The reactions of O(~3P) with H_2, CH_4, CH_3CH_3, and CH_3CH_2CH_3 at center-of-mass collision energies in the range 1.5-3.9 eV have been investigated with crossed-beams experiments employing a laser-detonation source of O atoms and various theoretical methods. We present here the first measurements of the relative excitation function for the O(~3P) + H_2 reaction, and the experimental results are in excellent agreement with accurate quantum wave packet calculations. The experiment-theory agreement confirms that the laser-detonation source produces oxygen atoms in the ground O(~3P) state. For reactions of O(~3P) with alkanes, the experiments provide evidence for previously unobserved reaction pathways which principally lead to O-atom addition and subsequent H-atom elimination or C- C bond breakage: O(~3P) + RH → RO + H or R'O + R". In addition, the expected H-atom abstraction reaction to form OH has been observed.
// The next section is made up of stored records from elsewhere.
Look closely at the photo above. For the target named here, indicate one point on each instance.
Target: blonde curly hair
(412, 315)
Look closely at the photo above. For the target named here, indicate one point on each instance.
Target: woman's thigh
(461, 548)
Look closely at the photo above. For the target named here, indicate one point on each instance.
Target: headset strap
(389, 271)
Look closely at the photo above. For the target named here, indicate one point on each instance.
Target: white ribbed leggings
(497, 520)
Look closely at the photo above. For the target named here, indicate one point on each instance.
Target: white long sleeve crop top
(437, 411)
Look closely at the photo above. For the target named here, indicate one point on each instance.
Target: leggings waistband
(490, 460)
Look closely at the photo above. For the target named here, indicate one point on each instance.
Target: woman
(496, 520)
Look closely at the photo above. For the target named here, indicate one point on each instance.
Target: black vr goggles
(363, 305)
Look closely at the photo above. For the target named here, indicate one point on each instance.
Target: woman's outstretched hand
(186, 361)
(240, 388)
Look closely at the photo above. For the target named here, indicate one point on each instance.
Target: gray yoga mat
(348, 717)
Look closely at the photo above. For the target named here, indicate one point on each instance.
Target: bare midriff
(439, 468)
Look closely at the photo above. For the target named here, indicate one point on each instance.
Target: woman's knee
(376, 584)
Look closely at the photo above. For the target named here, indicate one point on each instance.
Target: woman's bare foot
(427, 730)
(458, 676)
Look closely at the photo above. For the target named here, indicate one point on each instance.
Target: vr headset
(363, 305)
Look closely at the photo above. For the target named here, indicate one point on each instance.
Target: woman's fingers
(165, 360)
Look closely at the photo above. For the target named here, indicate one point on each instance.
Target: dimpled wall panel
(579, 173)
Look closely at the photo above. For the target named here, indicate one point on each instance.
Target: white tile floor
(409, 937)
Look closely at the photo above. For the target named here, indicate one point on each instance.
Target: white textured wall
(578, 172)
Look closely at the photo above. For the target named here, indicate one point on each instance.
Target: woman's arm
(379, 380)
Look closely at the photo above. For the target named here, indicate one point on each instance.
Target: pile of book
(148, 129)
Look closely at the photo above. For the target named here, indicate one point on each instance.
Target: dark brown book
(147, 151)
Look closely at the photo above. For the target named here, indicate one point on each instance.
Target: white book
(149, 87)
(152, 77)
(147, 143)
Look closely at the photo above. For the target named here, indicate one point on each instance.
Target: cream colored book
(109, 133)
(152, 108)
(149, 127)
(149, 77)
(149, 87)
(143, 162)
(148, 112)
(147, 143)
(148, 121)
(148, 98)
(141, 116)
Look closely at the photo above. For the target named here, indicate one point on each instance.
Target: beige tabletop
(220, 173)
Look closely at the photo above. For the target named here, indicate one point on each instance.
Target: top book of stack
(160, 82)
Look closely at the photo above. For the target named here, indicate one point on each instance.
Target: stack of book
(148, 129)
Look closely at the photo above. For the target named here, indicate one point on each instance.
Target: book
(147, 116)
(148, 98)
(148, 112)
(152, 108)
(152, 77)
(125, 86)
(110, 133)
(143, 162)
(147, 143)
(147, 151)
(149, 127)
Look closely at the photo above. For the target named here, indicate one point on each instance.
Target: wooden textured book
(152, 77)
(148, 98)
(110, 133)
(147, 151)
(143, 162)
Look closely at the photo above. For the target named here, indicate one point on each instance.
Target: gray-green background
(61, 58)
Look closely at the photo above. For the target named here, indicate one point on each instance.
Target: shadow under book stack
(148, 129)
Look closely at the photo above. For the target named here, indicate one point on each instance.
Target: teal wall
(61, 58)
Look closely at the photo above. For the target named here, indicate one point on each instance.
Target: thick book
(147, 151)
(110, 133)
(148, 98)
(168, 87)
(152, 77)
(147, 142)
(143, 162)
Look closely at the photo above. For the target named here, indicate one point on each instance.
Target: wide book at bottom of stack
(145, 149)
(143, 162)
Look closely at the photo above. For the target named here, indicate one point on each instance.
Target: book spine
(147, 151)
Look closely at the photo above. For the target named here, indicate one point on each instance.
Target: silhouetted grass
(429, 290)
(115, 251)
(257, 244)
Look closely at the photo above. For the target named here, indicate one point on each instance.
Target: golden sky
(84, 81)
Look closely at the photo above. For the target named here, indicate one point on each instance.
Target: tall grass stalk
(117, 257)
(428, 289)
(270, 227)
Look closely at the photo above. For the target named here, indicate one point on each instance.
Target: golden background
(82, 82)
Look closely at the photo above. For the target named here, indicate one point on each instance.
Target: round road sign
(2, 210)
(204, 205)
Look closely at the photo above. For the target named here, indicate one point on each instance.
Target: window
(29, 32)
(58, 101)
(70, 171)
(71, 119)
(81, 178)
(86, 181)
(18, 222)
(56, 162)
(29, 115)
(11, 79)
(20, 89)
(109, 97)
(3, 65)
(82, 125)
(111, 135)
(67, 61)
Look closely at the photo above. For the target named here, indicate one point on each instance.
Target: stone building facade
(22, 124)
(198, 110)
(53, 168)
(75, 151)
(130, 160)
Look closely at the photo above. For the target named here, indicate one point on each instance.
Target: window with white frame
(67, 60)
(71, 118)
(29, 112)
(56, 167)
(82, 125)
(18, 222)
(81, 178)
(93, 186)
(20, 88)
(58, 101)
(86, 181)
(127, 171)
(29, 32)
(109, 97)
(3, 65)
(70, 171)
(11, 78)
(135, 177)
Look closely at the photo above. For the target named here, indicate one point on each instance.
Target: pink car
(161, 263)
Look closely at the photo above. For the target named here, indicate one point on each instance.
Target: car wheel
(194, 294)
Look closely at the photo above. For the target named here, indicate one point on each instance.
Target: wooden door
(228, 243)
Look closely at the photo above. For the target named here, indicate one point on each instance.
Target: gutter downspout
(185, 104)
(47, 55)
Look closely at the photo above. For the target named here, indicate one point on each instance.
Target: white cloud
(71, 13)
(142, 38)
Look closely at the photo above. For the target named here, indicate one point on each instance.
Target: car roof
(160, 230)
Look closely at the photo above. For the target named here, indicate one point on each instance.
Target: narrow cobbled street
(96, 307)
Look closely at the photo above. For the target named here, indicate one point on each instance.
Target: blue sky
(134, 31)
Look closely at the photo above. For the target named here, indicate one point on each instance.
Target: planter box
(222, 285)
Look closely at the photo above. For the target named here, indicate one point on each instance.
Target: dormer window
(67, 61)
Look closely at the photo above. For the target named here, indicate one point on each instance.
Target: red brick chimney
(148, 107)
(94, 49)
The H-atom abstraction reactions have modest barriers in the range ～0.1 - 0.3 eV, whereas the addition pathways have barriers greater than ～1.8 eV. Nevertheless, theory predicts that abstraction and addition reactions occur with similar probabilities at the collision energies of these studies. We have thus far completed one in-depth study of such an addition reaction: O(~3P) + CH_4 → OCH_3 + H. Although high barriers prevent the addition reactions from occurring in most thermal environments, such reactions might be important in low-Earth orbit, where spacecraft surfaces and exhaust gases suffer high-energy collisions with ambient atomic oxygen.